第41話 葛藤

 サバナによって仕切り直された作戦会議はあれよあれよという間に進んだ。

 彼女はあれだけぶつかりあっていた速攻派と慎重派の意見をあっさりとりまとめ、速攻派の意見を採用した。そこからは作戦の詳細を計画し、1時間も経たずして解散。即断即決という言葉を体現したような人物であった。


「はぁ……」


 割り当てられた自室に戻ろうとするも落ち着かず、俺は屋敷の大浴場へとやってきていた。風呂に浸かっているというのに、これほど緊張が解けないのは初めてかもしれない。


「戦争か……」


 ローレイン王国奪還作戦という耳触りの良い言葉で誤魔化されている。規模は小さい。しかし、これは紛れもない内戦だ。
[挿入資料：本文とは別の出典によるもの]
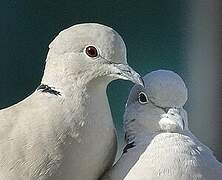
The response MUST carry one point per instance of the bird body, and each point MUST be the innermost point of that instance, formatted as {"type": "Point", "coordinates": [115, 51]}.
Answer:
{"type": "Point", "coordinates": [163, 146]}
{"type": "Point", "coordinates": [55, 133]}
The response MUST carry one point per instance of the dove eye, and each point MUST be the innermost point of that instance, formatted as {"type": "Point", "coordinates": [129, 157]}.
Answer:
{"type": "Point", "coordinates": [142, 98]}
{"type": "Point", "coordinates": [91, 51]}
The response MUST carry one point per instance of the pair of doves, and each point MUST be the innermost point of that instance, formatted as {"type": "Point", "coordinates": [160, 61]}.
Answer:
{"type": "Point", "coordinates": [64, 130]}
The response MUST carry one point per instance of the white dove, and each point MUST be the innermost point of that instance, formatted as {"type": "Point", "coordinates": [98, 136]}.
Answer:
{"type": "Point", "coordinates": [159, 143]}
{"type": "Point", "coordinates": [64, 130]}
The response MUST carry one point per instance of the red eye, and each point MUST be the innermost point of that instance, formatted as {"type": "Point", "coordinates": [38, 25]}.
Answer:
{"type": "Point", "coordinates": [91, 51]}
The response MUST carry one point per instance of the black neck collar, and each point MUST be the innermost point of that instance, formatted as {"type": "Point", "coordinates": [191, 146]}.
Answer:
{"type": "Point", "coordinates": [47, 89]}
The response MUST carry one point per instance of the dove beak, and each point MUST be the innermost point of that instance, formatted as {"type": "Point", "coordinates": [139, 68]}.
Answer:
{"type": "Point", "coordinates": [125, 72]}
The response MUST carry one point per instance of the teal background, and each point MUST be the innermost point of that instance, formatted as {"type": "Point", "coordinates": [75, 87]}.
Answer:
{"type": "Point", "coordinates": [154, 32]}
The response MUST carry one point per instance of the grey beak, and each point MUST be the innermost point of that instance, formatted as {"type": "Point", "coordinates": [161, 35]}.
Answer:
{"type": "Point", "coordinates": [127, 73]}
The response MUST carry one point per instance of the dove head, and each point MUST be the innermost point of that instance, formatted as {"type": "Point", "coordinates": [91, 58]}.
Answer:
{"type": "Point", "coordinates": [86, 52]}
{"type": "Point", "coordinates": [163, 90]}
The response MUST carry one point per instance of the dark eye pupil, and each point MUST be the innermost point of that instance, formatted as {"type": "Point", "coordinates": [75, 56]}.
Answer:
{"type": "Point", "coordinates": [91, 51]}
{"type": "Point", "coordinates": [142, 98]}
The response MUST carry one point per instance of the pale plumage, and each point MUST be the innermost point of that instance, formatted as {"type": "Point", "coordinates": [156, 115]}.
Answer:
{"type": "Point", "coordinates": [53, 134]}
{"type": "Point", "coordinates": [164, 148]}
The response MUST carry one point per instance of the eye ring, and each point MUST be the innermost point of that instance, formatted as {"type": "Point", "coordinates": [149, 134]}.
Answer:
{"type": "Point", "coordinates": [142, 98]}
{"type": "Point", "coordinates": [91, 51]}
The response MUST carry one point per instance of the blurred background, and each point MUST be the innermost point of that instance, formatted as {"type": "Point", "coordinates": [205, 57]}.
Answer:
{"type": "Point", "coordinates": [183, 36]}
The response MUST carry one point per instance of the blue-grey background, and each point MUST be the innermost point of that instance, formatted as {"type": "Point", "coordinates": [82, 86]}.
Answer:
{"type": "Point", "coordinates": [176, 35]}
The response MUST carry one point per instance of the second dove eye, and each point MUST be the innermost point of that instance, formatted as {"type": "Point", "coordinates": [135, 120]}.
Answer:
{"type": "Point", "coordinates": [142, 98]}
{"type": "Point", "coordinates": [91, 51]}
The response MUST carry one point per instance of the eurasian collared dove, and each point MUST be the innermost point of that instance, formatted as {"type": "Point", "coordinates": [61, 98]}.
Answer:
{"type": "Point", "coordinates": [64, 130]}
{"type": "Point", "coordinates": [159, 143]}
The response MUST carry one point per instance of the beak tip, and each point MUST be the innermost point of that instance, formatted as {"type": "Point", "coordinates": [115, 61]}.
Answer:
{"type": "Point", "coordinates": [142, 83]}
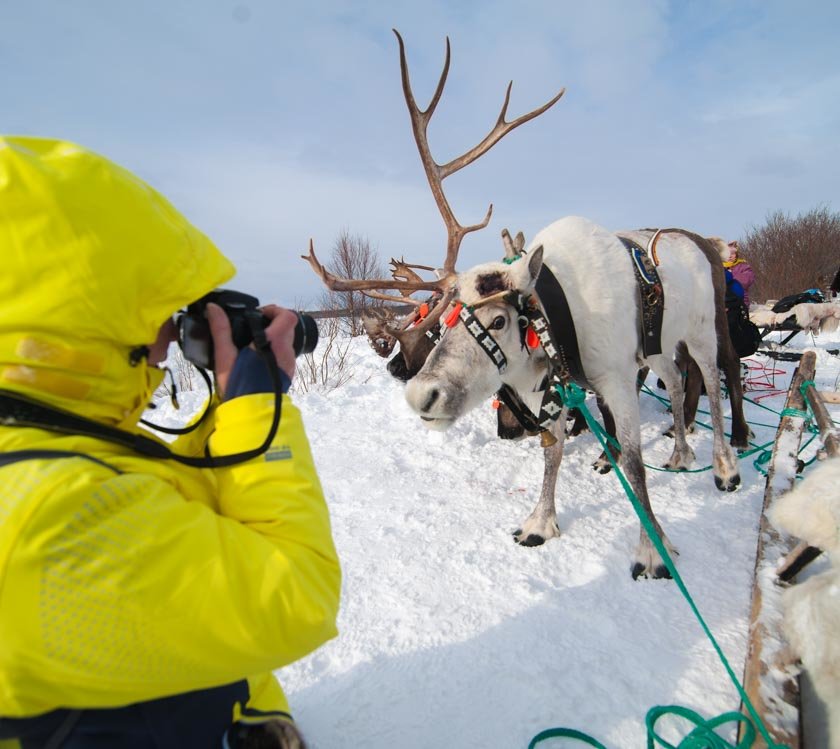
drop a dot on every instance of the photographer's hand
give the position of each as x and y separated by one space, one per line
224 352
280 335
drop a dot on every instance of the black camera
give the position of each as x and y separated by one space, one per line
243 312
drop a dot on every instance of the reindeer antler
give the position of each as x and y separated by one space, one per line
405 280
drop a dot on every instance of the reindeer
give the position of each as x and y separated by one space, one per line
597 277
599 283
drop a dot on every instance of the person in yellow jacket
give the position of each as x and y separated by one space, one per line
143 602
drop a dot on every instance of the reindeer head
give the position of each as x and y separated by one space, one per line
484 345
410 331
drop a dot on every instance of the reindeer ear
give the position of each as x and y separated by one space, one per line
535 263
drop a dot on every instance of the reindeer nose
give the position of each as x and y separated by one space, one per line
432 397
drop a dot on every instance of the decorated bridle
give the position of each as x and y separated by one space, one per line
534 332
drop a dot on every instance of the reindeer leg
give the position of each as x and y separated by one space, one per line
692 384
603 465
683 455
724 464
541 524
646 562
731 364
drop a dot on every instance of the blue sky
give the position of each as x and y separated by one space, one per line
268 123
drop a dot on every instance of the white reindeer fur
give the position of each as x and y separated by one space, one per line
596 274
811 512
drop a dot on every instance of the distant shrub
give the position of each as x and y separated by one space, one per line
792 254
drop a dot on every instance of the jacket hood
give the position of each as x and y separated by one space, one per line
93 262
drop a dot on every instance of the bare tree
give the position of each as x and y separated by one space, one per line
328 367
790 255
352 257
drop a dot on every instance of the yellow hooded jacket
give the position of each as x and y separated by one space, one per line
118 588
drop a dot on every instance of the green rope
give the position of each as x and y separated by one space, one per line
574 397
703 736
564 733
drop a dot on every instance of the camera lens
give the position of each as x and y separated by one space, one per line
306 334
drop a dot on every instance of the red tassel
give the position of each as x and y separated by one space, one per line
452 318
532 340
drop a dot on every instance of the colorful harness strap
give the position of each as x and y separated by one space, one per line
651 296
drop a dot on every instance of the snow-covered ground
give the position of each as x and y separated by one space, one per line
451 635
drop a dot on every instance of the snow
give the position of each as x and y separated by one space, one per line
453 635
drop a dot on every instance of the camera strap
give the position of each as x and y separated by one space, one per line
19 410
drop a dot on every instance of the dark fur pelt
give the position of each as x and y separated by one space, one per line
272 734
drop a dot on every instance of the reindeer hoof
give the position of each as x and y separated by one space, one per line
602 465
728 486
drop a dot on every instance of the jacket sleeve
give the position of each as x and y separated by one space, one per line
141 593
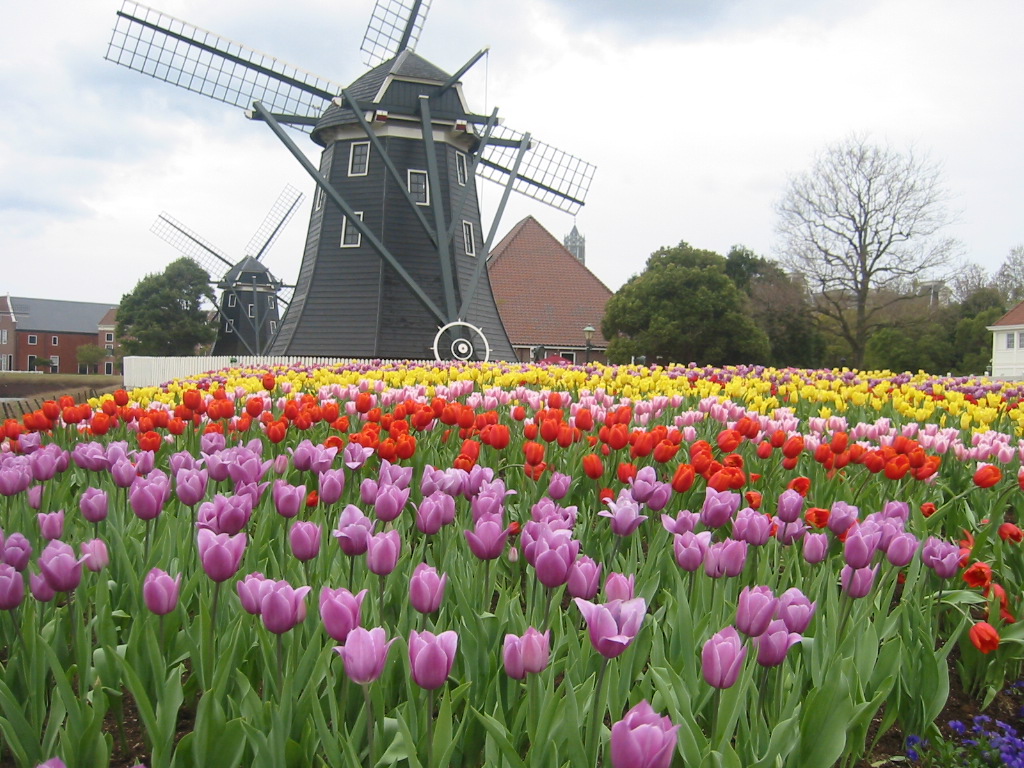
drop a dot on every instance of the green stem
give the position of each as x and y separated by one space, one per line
596 716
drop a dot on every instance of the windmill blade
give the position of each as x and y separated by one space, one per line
546 174
172 50
281 213
192 245
394 26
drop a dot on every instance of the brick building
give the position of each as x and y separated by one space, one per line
49 329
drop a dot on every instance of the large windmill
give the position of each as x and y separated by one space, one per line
395 256
250 296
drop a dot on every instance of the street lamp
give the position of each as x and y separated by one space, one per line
588 335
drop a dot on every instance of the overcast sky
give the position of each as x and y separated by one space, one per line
694 112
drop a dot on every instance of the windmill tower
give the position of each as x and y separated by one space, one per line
250 297
395 257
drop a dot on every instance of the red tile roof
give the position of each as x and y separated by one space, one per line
544 295
1014 317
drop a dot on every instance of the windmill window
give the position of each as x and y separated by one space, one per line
350 237
460 168
358 159
467 235
418 187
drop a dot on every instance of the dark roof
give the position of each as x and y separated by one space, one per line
407 66
54 315
544 295
1014 317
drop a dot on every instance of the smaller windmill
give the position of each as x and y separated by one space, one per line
250 296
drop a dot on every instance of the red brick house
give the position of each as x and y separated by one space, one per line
546 296
53 330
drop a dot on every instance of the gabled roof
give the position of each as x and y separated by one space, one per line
1014 317
544 295
56 316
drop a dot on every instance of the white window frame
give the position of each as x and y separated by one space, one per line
426 186
461 168
469 238
351 159
344 231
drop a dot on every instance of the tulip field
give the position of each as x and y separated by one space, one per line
506 565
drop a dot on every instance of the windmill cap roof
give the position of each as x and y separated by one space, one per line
407 66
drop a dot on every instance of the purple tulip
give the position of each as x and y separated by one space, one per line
382 552
161 592
16 551
189 485
94 555
558 485
858 582
612 626
146 497
434 512
528 653
220 553
487 539
59 567
796 609
722 658
50 524
11 587
755 610
331 484
283 606
341 611
691 549
815 548
643 739
625 514
719 507
304 539
791 505
774 642
390 502
902 548
365 653
288 499
353 530
842 517
860 546
725 558
426 589
93 504
620 587
431 656
585 578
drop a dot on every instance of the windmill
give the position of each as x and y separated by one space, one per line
250 296
395 256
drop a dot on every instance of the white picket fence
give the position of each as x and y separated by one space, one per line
151 372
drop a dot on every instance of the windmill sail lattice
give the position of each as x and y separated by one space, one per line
395 248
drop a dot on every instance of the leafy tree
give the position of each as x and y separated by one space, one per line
682 308
164 315
90 355
859 225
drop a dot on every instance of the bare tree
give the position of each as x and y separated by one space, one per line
1010 279
860 226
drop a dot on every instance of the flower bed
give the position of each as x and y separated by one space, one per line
481 563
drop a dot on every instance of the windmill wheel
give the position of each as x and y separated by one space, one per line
461 341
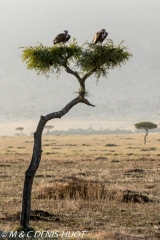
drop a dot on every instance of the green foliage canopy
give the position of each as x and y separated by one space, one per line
145 125
84 59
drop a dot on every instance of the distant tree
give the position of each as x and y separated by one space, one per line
48 127
79 61
146 126
20 129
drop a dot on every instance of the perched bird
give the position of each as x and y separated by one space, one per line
62 38
99 37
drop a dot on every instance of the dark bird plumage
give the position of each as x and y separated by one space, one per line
100 36
62 38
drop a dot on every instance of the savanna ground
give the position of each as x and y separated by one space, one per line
108 185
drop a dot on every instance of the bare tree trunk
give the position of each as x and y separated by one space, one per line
36 158
145 136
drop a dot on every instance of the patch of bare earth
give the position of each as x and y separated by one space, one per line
106 185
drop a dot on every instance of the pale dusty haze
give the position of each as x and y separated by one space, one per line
128 95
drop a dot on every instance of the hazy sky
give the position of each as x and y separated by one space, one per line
26 22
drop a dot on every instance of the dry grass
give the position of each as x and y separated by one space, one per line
107 185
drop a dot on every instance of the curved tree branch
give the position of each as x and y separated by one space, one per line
36 157
69 70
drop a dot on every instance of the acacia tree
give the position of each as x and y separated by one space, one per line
80 61
146 126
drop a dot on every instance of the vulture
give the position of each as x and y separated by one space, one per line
99 37
62 38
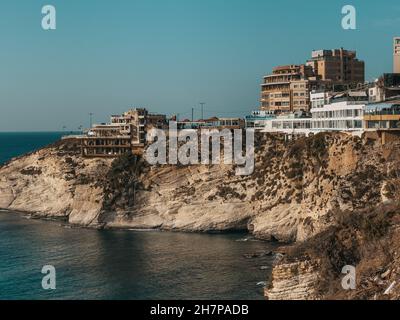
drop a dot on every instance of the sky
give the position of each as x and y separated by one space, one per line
168 55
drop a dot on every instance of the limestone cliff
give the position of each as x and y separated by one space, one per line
293 194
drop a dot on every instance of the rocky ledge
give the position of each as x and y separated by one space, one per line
294 194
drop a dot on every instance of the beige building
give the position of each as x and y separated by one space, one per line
396 55
279 89
125 133
337 65
288 88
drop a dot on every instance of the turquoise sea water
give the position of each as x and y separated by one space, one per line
14 144
121 264
124 264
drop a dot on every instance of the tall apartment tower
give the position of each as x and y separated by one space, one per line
396 55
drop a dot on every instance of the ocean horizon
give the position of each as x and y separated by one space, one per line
121 264
15 144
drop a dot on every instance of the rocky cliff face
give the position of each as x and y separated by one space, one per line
293 194
367 239
336 195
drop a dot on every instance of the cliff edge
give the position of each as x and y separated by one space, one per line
293 195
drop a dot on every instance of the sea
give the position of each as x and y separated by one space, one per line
122 264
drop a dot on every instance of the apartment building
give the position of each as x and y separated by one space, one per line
125 133
384 88
340 112
287 89
396 55
212 123
337 65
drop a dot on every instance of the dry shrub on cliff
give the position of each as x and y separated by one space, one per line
122 181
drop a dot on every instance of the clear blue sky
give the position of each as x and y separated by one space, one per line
167 55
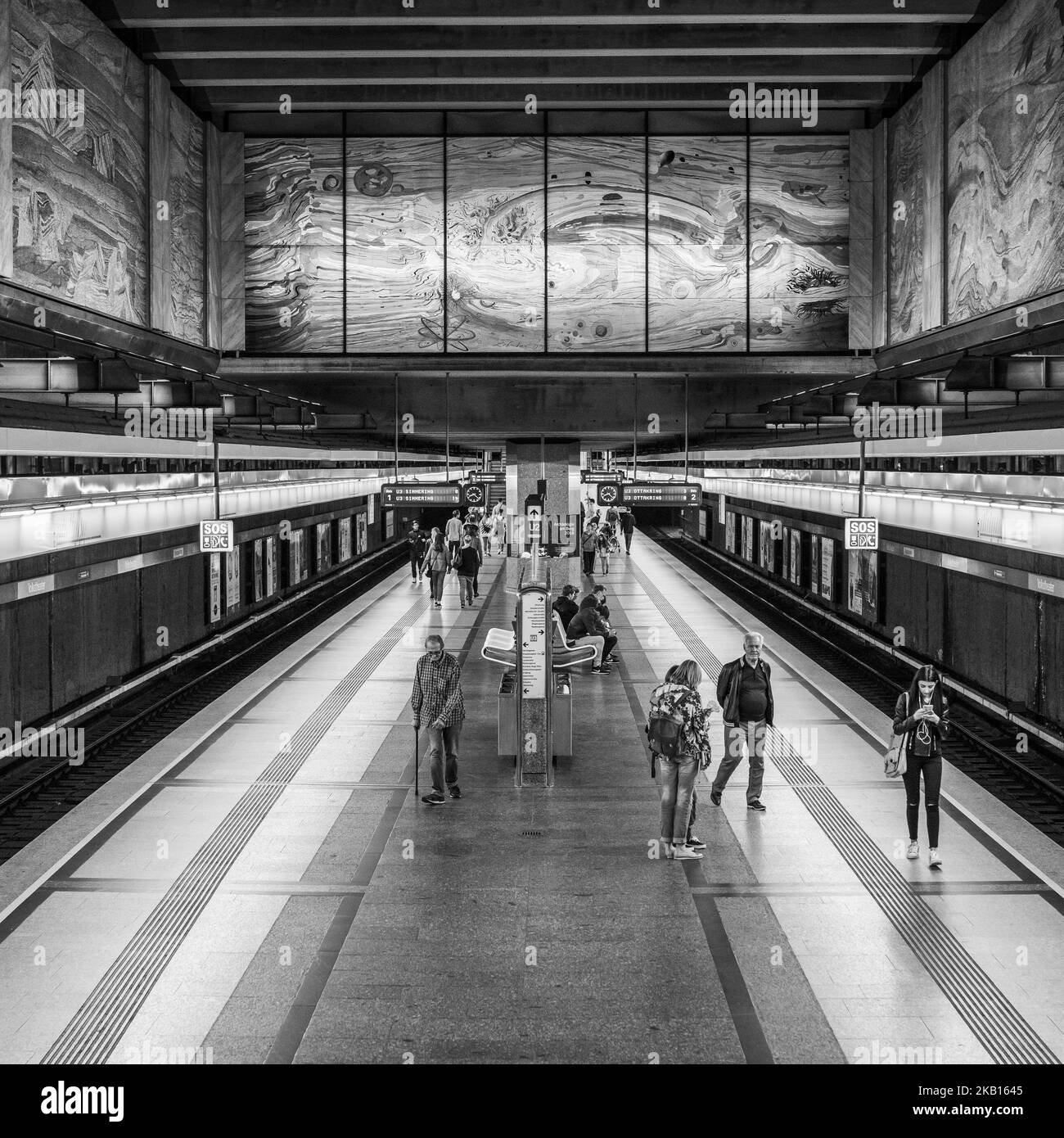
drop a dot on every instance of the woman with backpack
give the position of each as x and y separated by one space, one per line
922 714
679 733
437 561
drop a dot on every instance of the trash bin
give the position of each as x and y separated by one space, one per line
561 715
507 714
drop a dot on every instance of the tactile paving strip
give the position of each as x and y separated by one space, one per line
110 1007
1000 1029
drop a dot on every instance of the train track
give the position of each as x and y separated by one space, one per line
980 744
34 793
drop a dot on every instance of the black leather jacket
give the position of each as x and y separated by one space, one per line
728 690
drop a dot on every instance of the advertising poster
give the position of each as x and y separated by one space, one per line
259 569
232 580
270 551
827 568
214 587
863 586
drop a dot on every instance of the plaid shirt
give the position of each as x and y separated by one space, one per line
438 691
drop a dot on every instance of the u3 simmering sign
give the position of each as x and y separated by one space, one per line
862 533
215 537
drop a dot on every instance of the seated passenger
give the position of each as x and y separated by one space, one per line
588 625
565 606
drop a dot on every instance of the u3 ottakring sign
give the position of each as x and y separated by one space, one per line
676 494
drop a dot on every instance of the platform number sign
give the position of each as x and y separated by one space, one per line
215 537
862 533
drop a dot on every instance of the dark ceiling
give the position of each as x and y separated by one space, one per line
239 56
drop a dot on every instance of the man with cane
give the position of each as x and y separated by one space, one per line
437 702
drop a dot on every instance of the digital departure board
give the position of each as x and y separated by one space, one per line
677 494
399 494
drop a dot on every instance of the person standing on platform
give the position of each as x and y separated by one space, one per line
565 606
922 712
745 692
679 697
416 544
472 531
466 563
454 533
437 702
589 546
627 527
437 561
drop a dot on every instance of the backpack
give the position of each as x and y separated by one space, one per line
665 731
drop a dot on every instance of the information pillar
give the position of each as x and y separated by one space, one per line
534 767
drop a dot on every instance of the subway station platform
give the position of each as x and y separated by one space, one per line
264 887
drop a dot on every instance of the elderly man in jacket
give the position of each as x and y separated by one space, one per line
745 692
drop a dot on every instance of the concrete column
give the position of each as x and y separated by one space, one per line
560 464
7 173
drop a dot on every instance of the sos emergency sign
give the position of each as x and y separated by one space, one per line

 王宮は王都の住宅街と十分な距離があるため、その中で決着をつけられれば民衆への被害は考えられない。もとより短期決戦が狙いのこの作戦であれば、実現できる可能性は高い。

 しかし、戦が長引いたり、想定外の敵がいたりすればどうだろう。敵が、他にも拠点を持っていたら? 戦乱の火種が広がれば、やがては国中を巻き込むことになる。そうなった時、一体俺はどうすれば良い。そうならないためにも、今回の作戦で人間を殺めるのが正しい選択なのか?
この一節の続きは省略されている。